Por que permitimos que automóveis reinem sobre as ruas? Sim, permitimos que motoristas tenham a liberdade física de dirigirem irresponsavelmente ao não desenhar as ruas de maneira segura. Por que é dedicado tanto espaço de circulação ao automóvel, tanto conforto de condução, e em nome de quê? Velocidade? Liberdade?

Hoje quatro crianças perderam seu futuro pelo resultado de uma via desenhada para o conforto do motorista, fruto de uma cultura carrocêntrica que aceitamos como normal. Já passou da hora de pararmos de ser negligentes enquanto sociedade e cobrar das autoridades e daqueles que nos representam politicamente que tomem atitude e encarem esse problema em sua raiz, o autocentrismo, a cidade projetada para o deslocamento de automóveis e não de pessoas!

A Holanda percebeu isso na década de 70, quando em 1971, 3.300 pessoas morreram em consequências de sinistros automobilísticos. Cerca de quinhentas crianças foram atropeladas naquele ano e inicia-se o famoso movimento “Stop de Kindermoord!” (Parem com o assassinato de crianças!).

Portanto, parem de querer justificar mortes no trânsito apontando infortúnios e eventualidades, bem como simplificar apontando a culpa somente aos motoristas. Parem com a hipocrisia de almejar zero mortes no trânsito mas implementar ações pouco ou nada eficientes de prevenção de “acidentes” no trânsito, ao invés de combater a raiz do problema.

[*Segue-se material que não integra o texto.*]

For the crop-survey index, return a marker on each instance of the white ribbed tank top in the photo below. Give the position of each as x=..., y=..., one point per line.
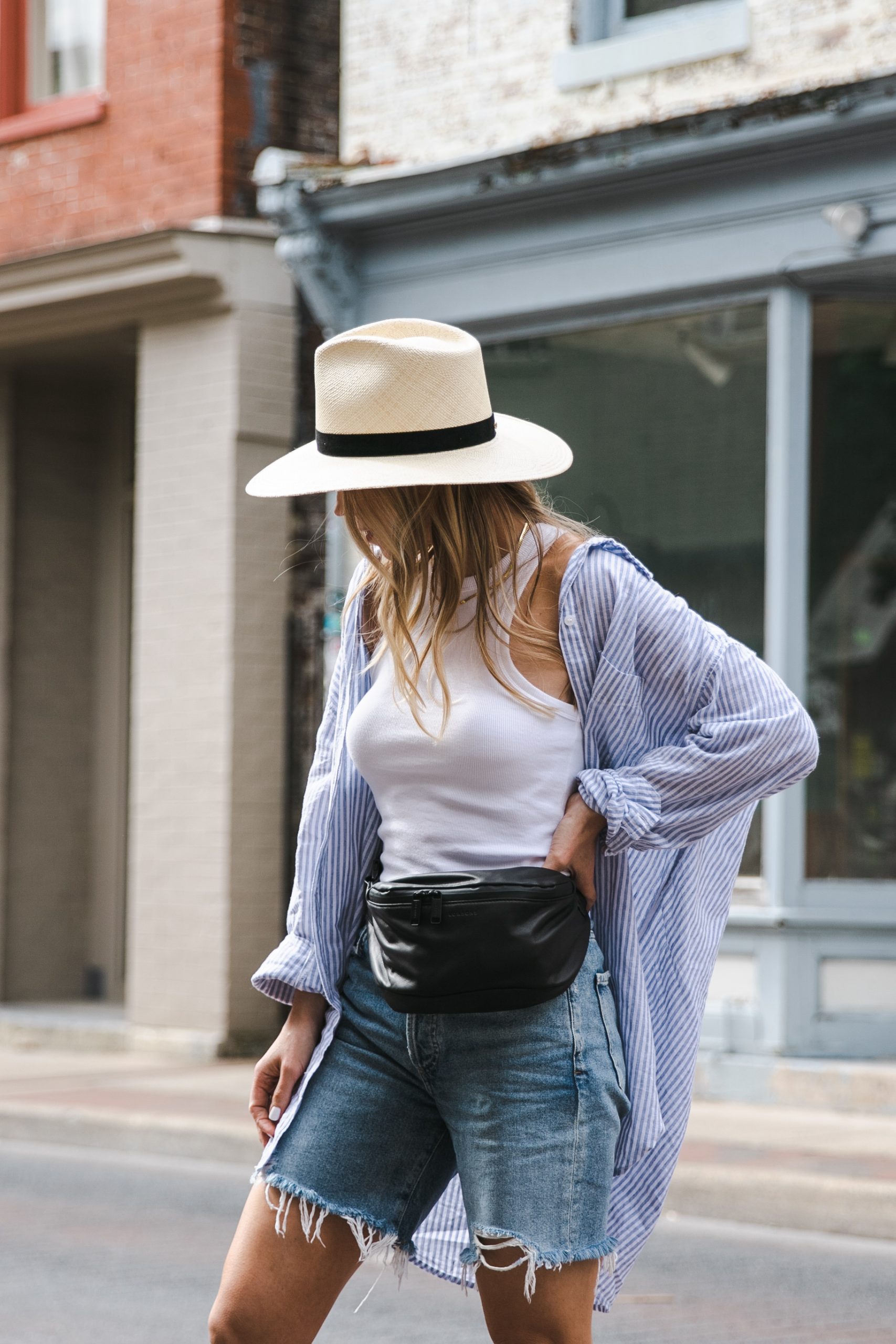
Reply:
x=488, y=793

A academia já sabe e as cidades que implantaram sistemas seguros já comprovaram: a maneira de eliminarmos as mortes no trânsito é projetar vias como sistemas seguros, priorizar infraestruturas de qualidade para pedestres e ciclistas, reduzir a dependência dos automóveis, oferecer alternativas sustentáveis de deslocamento, fiscalizar, educar e punir rigorosamente aqueles que decidirem colocar em risco a vida de outrem ao conduzir seu automóvel.

Queremos novamente manifestar nossos sinceros sentimentos às famílias e amigos de Kelly Gonçalves Maximo da Silva, Kemelly Gonçalves da Silva, Adrian Moraes Bueno e Vinicius Moraes Bueno. Queremos também reafirmar nosso compromisso em exigir do poder público políticas, projetos e ações eficientes e eficazes a favor da segurança viária e de uma mobilidade segura para todos.

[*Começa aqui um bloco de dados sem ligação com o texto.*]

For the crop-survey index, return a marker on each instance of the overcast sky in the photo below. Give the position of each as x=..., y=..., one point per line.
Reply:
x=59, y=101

São os votos dos representantes da Associação Mobilidade Ativa Londrina. Camila Tabosa Vasconcelos, coordenadora geral; Aluísio Silva Júnior, coordenador de projetos; Rodrigo Lourenço Aristides; coordenação jurídica; Luiz Afonso Ribas Haikal Giglio, coordenador administrativo; e os conselheiros de mobilidade, Conrado Braga Zagabria, Camila Silva de Oliveira, Raiane Vecchia de Camargo e Danaê Fernandes.